Di recente si è riunito a Bruxelles un gruppo di tecnici per definire le nuove regole della buona fiscalità UE, con lo scopo di rivedere la definizione delle norme fiscali raccomandate dall’Unione agli Stati membri, introdotte per la prima volta nel 1997. E tra queste spicca l’aliquota minima fiscale per le società.
Il nuovo incontro è stato convocato per adeguare le raccomandazioni a nuove pratiche economiche come la digitalizzazione e il ruolo sempre più centrale delle società multinazionali nell’economia globale: fattori che hanno reso antiquate e superate le prime regole risalenti a ben 23 anni fa, e mai modificate fino ad oggi.
Sono stati così valutati centinaia di regimi fiscali adottati sia in Europa che nel mondo, cercando di differenziare i Paesi da definire “paradisi fiscali“, e quelli “a fiscalità vantaggiosa“, che hanno il merito di garantire una tassazione agevolata per dare impulso alla loro economia ma restando entro i confini dei parametri internazionali.
L’argomento emerso con più forza per marcare con più evidenza la differenza sopracitata riguarda l’introduzione di una tassazione minima, e di un piano su come i Paesi potranno utilizzare le rispettive aliquote fiscali per attirare imprese e investimenti.
“Se non vi è un consenso sulla tassazione minima a livello globale, questo concetto deve essere introdotto nel Codice come standard UE” ha sentenziato la Commissione Europea in una nota di commento ai lavori del tavolo tecnico.
Nel mirino sembrano esserci quei Paesi che utilizzano le strutture generali dei loro sistemi fiscali per impegnarsi nella concorrenza fiscale, ad esempio con l’adozione di particolari regole di residenza fiscale che possono portare a una doppia non imposizione o a esenzioni fiscali per i redditi esteri.
Anche i passaporti d’oro verranno probabilmente messi al bando.
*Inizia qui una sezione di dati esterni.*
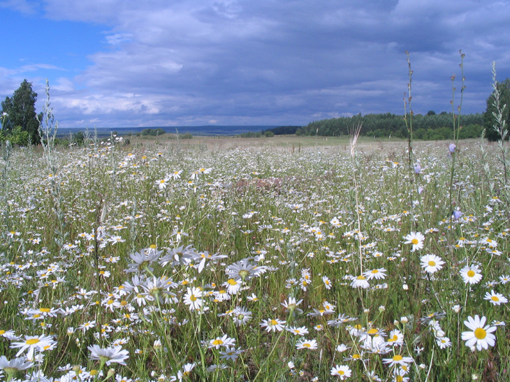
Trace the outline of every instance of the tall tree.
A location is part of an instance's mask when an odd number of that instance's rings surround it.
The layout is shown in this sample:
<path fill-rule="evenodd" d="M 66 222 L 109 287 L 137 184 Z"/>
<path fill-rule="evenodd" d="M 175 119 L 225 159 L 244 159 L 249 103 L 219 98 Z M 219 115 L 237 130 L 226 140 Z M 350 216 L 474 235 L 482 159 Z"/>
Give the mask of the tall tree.
<path fill-rule="evenodd" d="M 498 82 L 496 85 L 500 92 L 500 106 L 506 105 L 503 110 L 503 118 L 507 123 L 510 123 L 510 79 L 507 79 L 502 82 Z M 493 113 L 497 113 L 496 107 L 494 105 L 494 91 L 487 98 L 487 109 L 483 115 L 483 122 L 486 128 L 486 137 L 489 141 L 497 141 L 501 139 L 500 133 L 494 128 L 496 123 L 496 119 Z"/>
<path fill-rule="evenodd" d="M 31 82 L 24 79 L 13 96 L 6 97 L 2 102 L 2 114 L 5 115 L 3 128 L 11 131 L 20 126 L 22 131 L 29 133 L 30 141 L 34 144 L 41 143 L 39 122 L 36 114 L 36 100 L 37 93 L 32 89 Z"/>

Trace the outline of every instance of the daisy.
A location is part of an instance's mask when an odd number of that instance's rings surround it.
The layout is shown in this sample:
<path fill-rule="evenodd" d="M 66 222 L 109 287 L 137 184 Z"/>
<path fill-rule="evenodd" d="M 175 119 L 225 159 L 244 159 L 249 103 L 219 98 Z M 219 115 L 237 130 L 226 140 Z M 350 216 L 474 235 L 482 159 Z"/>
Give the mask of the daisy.
<path fill-rule="evenodd" d="M 315 339 L 301 339 L 296 343 L 296 347 L 313 350 L 317 349 L 317 342 Z"/>
<path fill-rule="evenodd" d="M 497 293 L 494 291 L 490 291 L 490 293 L 486 292 L 483 299 L 488 300 L 493 305 L 500 305 L 501 304 L 508 303 L 508 299 L 504 296 L 501 293 Z"/>
<path fill-rule="evenodd" d="M 184 302 L 188 305 L 189 310 L 199 310 L 203 303 L 202 289 L 194 287 L 187 288 Z"/>
<path fill-rule="evenodd" d="M 235 361 L 241 353 L 242 353 L 242 351 L 240 349 L 226 346 L 224 351 L 219 352 L 221 354 L 219 358 L 222 360 L 232 360 Z"/>
<path fill-rule="evenodd" d="M 425 254 L 420 259 L 421 268 L 428 273 L 435 273 L 443 268 L 443 261 L 439 256 L 435 254 Z"/>
<path fill-rule="evenodd" d="M 365 272 L 363 273 L 363 276 L 365 276 L 367 280 L 384 280 L 384 278 L 386 277 L 386 274 L 385 273 L 385 272 L 386 272 L 386 269 L 384 269 L 384 268 L 379 268 Z"/>
<path fill-rule="evenodd" d="M 425 236 L 420 232 L 411 232 L 411 234 L 405 236 L 404 238 L 406 240 L 405 244 L 412 245 L 412 248 L 411 248 L 411 252 L 414 252 L 416 250 L 421 250 L 423 247 Z"/>
<path fill-rule="evenodd" d="M 493 346 L 496 343 L 496 336 L 493 332 L 496 331 L 496 326 L 484 326 L 486 323 L 485 316 L 481 319 L 476 314 L 474 319 L 468 316 L 467 321 L 464 321 L 464 325 L 467 326 L 471 331 L 462 332 L 462 338 L 466 341 L 466 346 L 469 347 L 476 345 L 478 350 L 488 349 L 488 346 Z"/>
<path fill-rule="evenodd" d="M 340 377 L 340 381 L 351 376 L 352 371 L 347 365 L 337 365 L 331 368 L 331 375 Z"/>
<path fill-rule="evenodd" d="M 25 350 L 28 349 L 27 358 L 29 360 L 34 359 L 34 352 L 36 350 L 38 351 L 44 351 L 51 348 L 56 341 L 51 336 L 45 336 L 44 335 L 37 336 L 25 335 L 24 341 L 13 342 L 10 344 L 11 349 L 20 348 L 16 353 L 16 357 L 19 356 Z"/>
<path fill-rule="evenodd" d="M 440 349 L 449 348 L 451 346 L 451 341 L 447 337 L 442 337 L 436 339 L 436 344 Z"/>
<path fill-rule="evenodd" d="M 227 335 L 217 337 L 209 342 L 209 349 L 219 349 L 220 346 L 232 347 L 235 344 L 235 339 L 230 338 Z"/>
<path fill-rule="evenodd" d="M 285 307 L 285 312 L 297 312 L 298 313 L 301 314 L 303 313 L 303 310 L 298 307 L 298 305 L 299 305 L 301 303 L 303 303 L 303 300 L 296 301 L 296 298 L 289 297 L 288 300 L 282 303 L 282 305 Z"/>
<path fill-rule="evenodd" d="M 157 251 L 153 248 L 143 249 L 140 252 L 135 252 L 129 254 L 129 257 L 134 263 L 129 264 L 129 268 L 126 269 L 124 272 L 129 273 L 131 272 L 141 272 L 148 270 L 153 272 L 154 268 L 150 266 L 151 263 L 156 261 L 163 253 L 163 251 Z"/>
<path fill-rule="evenodd" d="M 413 359 L 411 357 L 402 357 L 400 354 L 395 354 L 391 358 L 383 358 L 383 363 L 388 364 L 391 367 L 395 365 L 407 366 L 408 364 L 412 362 Z"/>
<path fill-rule="evenodd" d="M 112 362 L 125 365 L 124 361 L 129 358 L 129 352 L 123 350 L 121 346 L 101 349 L 99 345 L 91 345 L 87 349 L 90 351 L 91 360 L 98 360 L 101 365 L 105 362 L 107 366 Z"/>
<path fill-rule="evenodd" d="M 324 283 L 324 286 L 326 286 L 326 289 L 331 289 L 331 280 L 329 280 L 329 277 L 328 276 L 322 277 L 322 282 Z"/>
<path fill-rule="evenodd" d="M 285 321 L 279 319 L 268 319 L 267 320 L 262 320 L 260 325 L 261 328 L 265 328 L 268 333 L 271 331 L 281 332 L 284 330 Z"/>
<path fill-rule="evenodd" d="M 478 266 L 465 266 L 460 270 L 460 275 L 465 284 L 478 284 L 481 280 L 481 273 Z"/>
<path fill-rule="evenodd" d="M 363 288 L 363 289 L 366 289 L 370 287 L 370 284 L 367 281 L 367 279 L 365 278 L 365 276 L 360 275 L 357 277 L 353 276 L 351 286 L 353 288 Z"/>

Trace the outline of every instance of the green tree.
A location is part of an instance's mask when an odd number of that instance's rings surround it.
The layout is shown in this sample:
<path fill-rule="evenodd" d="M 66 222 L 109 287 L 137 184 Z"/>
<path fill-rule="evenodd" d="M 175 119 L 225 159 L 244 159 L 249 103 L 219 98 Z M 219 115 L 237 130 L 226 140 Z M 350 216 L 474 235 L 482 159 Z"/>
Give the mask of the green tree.
<path fill-rule="evenodd" d="M 510 79 L 507 79 L 496 85 L 500 91 L 500 105 L 502 107 L 506 105 L 503 110 L 503 118 L 510 121 Z M 489 141 L 495 142 L 501 138 L 500 133 L 494 129 L 496 119 L 493 113 L 497 112 L 494 105 L 494 91 L 487 98 L 487 109 L 483 115 L 483 122 L 486 128 L 486 137 Z"/>
<path fill-rule="evenodd" d="M 32 90 L 32 84 L 24 79 L 11 98 L 6 97 L 2 102 L 2 115 L 5 116 L 3 128 L 6 132 L 13 131 L 16 126 L 29 135 L 30 142 L 41 143 L 39 122 L 36 114 L 37 93 Z"/>

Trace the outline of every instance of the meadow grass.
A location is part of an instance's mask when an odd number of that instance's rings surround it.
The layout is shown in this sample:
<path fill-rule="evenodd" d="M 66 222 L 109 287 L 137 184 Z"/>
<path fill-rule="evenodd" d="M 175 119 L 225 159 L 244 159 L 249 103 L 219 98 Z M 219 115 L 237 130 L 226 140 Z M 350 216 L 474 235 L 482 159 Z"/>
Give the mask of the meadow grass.
<path fill-rule="evenodd" d="M 140 143 L 2 164 L 1 380 L 510 379 L 495 145 Z"/>

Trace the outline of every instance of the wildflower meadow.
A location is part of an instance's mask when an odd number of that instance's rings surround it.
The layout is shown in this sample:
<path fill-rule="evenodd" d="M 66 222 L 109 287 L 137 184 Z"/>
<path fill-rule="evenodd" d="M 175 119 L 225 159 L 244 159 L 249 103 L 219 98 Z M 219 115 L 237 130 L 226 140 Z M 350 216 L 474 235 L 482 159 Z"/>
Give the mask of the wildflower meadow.
<path fill-rule="evenodd" d="M 0 380 L 510 378 L 495 144 L 122 141 L 2 148 Z"/>

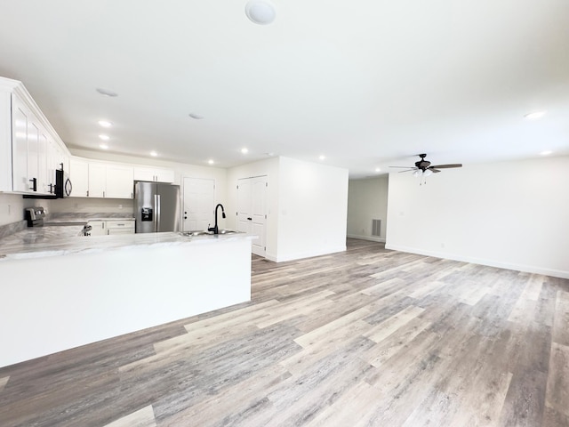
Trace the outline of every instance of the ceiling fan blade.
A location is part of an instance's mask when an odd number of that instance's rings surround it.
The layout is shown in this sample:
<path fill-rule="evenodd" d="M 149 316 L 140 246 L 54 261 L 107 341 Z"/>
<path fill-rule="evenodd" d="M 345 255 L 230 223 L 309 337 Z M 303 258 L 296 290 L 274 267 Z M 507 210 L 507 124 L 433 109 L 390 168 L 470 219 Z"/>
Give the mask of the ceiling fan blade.
<path fill-rule="evenodd" d="M 430 166 L 433 167 L 435 169 L 449 169 L 451 167 L 462 167 L 462 164 L 461 163 L 455 163 L 453 165 L 437 165 L 435 166 Z M 429 167 L 429 169 L 430 169 Z"/>

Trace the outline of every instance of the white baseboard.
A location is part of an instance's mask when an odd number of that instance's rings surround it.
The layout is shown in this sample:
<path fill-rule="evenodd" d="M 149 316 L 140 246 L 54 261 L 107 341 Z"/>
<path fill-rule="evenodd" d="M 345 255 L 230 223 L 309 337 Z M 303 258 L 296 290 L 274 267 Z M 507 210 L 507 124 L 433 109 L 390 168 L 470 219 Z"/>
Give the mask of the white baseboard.
<path fill-rule="evenodd" d="M 371 240 L 372 242 L 385 243 L 385 238 L 378 238 L 376 236 L 360 236 L 359 234 L 349 234 L 346 237 L 349 238 L 359 238 L 360 240 Z"/>
<path fill-rule="evenodd" d="M 294 254 L 287 254 L 286 255 L 281 255 L 276 257 L 275 260 L 276 262 L 284 262 L 285 261 L 294 261 L 294 260 L 301 260 L 303 258 L 312 258 L 313 256 L 321 256 L 321 255 L 328 255 L 330 254 L 336 254 L 338 252 L 345 252 L 346 246 L 337 246 L 337 247 L 329 247 L 323 250 L 318 251 L 310 251 L 310 252 L 297 252 Z"/>
<path fill-rule="evenodd" d="M 471 262 L 473 264 L 487 265 L 488 267 L 496 267 L 499 269 L 514 270 L 516 271 L 523 271 L 525 273 L 542 274 L 544 276 L 551 276 L 554 278 L 569 278 L 569 271 L 562 270 L 546 269 L 535 265 L 516 264 L 512 262 L 501 262 L 494 260 L 487 260 L 483 258 L 474 258 L 470 256 L 461 256 L 455 254 L 447 254 L 436 251 L 424 251 L 415 247 L 400 246 L 397 245 L 386 245 L 386 249 L 393 251 L 406 252 L 409 254 L 417 254 L 419 255 L 434 256 L 435 258 L 443 258 L 445 260 L 460 261 L 462 262 Z"/>

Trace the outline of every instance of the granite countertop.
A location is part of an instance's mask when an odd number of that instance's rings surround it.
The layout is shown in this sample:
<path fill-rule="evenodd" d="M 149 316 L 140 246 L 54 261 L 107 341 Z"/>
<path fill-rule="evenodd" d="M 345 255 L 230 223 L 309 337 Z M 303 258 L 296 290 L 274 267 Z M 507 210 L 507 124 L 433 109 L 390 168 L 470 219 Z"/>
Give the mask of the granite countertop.
<path fill-rule="evenodd" d="M 184 236 L 179 232 L 121 234 L 112 236 L 79 237 L 73 232 L 80 233 L 82 227 L 41 227 L 39 231 L 22 230 L 10 238 L 0 240 L 0 262 L 58 256 L 70 254 L 89 254 L 111 249 L 125 249 L 128 247 L 156 245 L 186 245 L 188 243 L 206 244 L 232 239 L 253 238 L 247 233 L 227 235 Z M 63 237 L 56 230 L 69 229 L 69 234 Z M 71 229 L 74 229 L 73 230 Z M 34 230 L 34 229 L 32 229 Z M 50 238 L 51 236 L 51 238 Z"/>

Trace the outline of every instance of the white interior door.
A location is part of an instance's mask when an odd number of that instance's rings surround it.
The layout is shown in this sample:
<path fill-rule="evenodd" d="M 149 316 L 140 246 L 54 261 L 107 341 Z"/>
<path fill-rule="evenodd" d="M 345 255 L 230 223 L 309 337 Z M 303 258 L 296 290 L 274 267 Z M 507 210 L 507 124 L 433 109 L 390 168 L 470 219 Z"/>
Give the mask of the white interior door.
<path fill-rule="evenodd" d="M 265 256 L 267 229 L 267 176 L 244 178 L 237 183 L 237 230 L 257 236 L 252 252 Z"/>
<path fill-rule="evenodd" d="M 207 230 L 213 226 L 215 181 L 184 177 L 184 214 L 182 230 Z"/>

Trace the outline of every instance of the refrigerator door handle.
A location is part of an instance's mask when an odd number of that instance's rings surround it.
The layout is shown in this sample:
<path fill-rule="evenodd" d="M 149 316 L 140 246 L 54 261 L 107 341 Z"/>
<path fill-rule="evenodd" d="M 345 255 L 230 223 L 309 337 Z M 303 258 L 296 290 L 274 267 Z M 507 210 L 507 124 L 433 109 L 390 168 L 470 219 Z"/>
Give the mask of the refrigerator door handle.
<path fill-rule="evenodd" d="M 160 195 L 156 194 L 156 231 L 160 231 L 158 229 L 160 227 Z"/>
<path fill-rule="evenodd" d="M 153 221 L 153 224 L 154 225 L 154 232 L 156 233 L 156 229 L 157 229 L 157 225 L 158 225 L 158 196 L 157 195 L 154 195 L 154 221 Z"/>

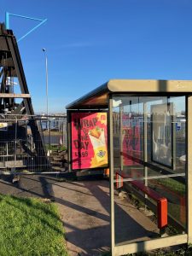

Secondo la commissione, i regimi speciali di cittadinanza o le misure per attirare gli espatriati o gli individui facoltosi dovrebbero essere presi in esame.
Lo stesso gruppo potrebbe poi prendere in considerazione le conseguenze da adottare nei confronti degli Stati membri che non si conformeranno alle decisioni prese nei tempi previsti, mentre per i paesi terzi si aprirà una discussione sulla portata geografica dell’elenco dell’Ue che fino ad ora ha escluso i paesi meno sviluppati e privi di un centro finanziario.
Il fare impresa a livello globale, quindi, dovrebbe essere sempre più basato su regole e condizioni uguali per tutti, almeno da punto di vista fiscale e in linea di principio. Ferme restando, poi, le politiche adottate dai singoli Stati per incentivare la crescita e non opprimere le attività economiche: qui ciascuno deve prendersi la responsabilità di adottare sistemi di imposizione equi e non far scappare (stavolta legittimamente e comprensibilmente) le proprie aziende altrove.